Using female rats exposed to bisphenol A at low doses during pregnancy and early suckling, scientists at INRA’s Joint Research Unit for Food Toxicology in Toulouse demonstrated that it affected development of the immune system in the off-spring of the exposed rats and predisposed their progeny to food intolerance in adulthood. The scientists tested different doses (0, 0.5, 5 and 50 μg/kg body weight per day) and demonstrated a non-linear relationship between the bisphenol A doses and the undesirable effects observed. In particular, the most marked disturbances were observed at a dose of 5 μg/kg body weight per day. This is of course confusing but in line with the low dose hypothesis suggesting that there can be different reactions at different dose levels. At the low-dose level the scientists found that when challenged with ovalbumin, an egg white protein not previously included in their diet, an immune reaction was seen directed against ovalbumin which induced colonic inflammation that testified to a food intolerance. However, rats descending from the control group developed a food tolerance to ovalbumin, which resulted in a lack of immune response.

This is the same dose of 5 µg/kg body weight per day that is proposed by EFSA to be safe. The new findings highlight the problem of determining a safe and tolerable dose for bisphenol A. EFSA is still to make up their mind but has so far used the expression “as likely as not” for many negative findings to indicate an uncertainty around the real health impact of current human exposure levels.

Laboratory findings questioned

Laboratory findings questioned because of contamination.

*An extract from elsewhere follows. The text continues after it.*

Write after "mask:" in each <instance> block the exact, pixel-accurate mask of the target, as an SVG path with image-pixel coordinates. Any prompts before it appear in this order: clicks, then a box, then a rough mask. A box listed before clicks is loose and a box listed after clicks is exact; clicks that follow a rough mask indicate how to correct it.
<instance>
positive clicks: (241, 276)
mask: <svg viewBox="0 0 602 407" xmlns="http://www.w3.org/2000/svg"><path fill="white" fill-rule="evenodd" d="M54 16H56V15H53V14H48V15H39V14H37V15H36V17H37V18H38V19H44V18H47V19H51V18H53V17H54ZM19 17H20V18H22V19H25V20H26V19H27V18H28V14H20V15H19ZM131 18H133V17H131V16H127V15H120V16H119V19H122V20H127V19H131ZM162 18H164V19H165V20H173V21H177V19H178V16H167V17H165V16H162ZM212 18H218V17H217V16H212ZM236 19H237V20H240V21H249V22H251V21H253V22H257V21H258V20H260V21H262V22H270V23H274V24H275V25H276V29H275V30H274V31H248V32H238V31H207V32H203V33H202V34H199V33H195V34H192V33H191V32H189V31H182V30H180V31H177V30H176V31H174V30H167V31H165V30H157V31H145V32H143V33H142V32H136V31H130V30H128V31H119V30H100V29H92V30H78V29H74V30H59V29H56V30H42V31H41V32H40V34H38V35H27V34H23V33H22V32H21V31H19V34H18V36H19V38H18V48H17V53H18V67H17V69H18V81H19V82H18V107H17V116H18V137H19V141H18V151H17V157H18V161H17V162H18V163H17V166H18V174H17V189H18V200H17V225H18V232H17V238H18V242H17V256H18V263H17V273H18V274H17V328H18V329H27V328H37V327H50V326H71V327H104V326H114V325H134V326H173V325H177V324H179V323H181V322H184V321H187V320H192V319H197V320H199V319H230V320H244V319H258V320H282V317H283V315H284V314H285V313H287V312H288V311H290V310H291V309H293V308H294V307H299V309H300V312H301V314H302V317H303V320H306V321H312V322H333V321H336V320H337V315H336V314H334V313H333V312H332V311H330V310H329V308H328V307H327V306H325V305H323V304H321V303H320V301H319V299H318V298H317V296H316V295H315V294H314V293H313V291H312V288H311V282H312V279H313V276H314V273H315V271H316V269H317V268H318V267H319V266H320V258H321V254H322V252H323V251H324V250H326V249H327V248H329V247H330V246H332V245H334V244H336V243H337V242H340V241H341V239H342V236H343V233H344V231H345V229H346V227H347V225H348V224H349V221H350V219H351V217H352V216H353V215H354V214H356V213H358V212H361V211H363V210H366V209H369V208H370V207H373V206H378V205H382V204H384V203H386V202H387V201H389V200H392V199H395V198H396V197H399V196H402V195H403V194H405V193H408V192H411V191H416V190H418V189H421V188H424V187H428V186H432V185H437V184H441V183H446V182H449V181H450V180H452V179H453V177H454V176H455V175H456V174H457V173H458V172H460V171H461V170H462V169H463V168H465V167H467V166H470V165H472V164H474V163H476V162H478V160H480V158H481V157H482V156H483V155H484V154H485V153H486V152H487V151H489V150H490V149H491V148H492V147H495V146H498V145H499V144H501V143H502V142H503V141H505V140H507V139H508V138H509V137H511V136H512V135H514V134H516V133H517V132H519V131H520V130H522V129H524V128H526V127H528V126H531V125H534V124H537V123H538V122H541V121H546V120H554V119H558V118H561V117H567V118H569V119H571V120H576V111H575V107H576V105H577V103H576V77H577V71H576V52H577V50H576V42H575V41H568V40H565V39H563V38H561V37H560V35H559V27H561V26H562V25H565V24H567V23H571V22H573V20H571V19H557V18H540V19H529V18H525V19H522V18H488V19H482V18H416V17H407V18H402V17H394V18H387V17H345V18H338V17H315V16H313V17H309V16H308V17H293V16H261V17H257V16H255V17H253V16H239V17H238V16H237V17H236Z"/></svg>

Americans have been more gung ho about the safety of bisphenol A. To be fair there is an ambitious ongoing U.S. research project known as “CLARITY-BPA” into the safety of bisphenol A funded to the tune of US$32 million. But scientists from the National Center for Toxicological Research in Arkansas preempted this research by publishing interim findings in Oxford Journals’ Toxicological Sciences claiming that only very high doses of bisphenol A are dangerous, and that the “low levels” in common circulation through plastic bottles, thermal paper receipts, tin can linings and other sources are not a threat. These findings have since been heavily criticised because of bisphenol A contamination also of the control group.

Is there a safe level?

So what to believe? It seems pretty clear that not even 5 µg/kg body weight per day is a safe level. But actual exposure might be much less than this according to EFSA’s new exposure calculations as long as you don’t live exclusively on canned food. We have to wait until the end of 2014 until we can get access to EFSA’s conclusions. Agony for us and for the scientists grappling with the final opinion.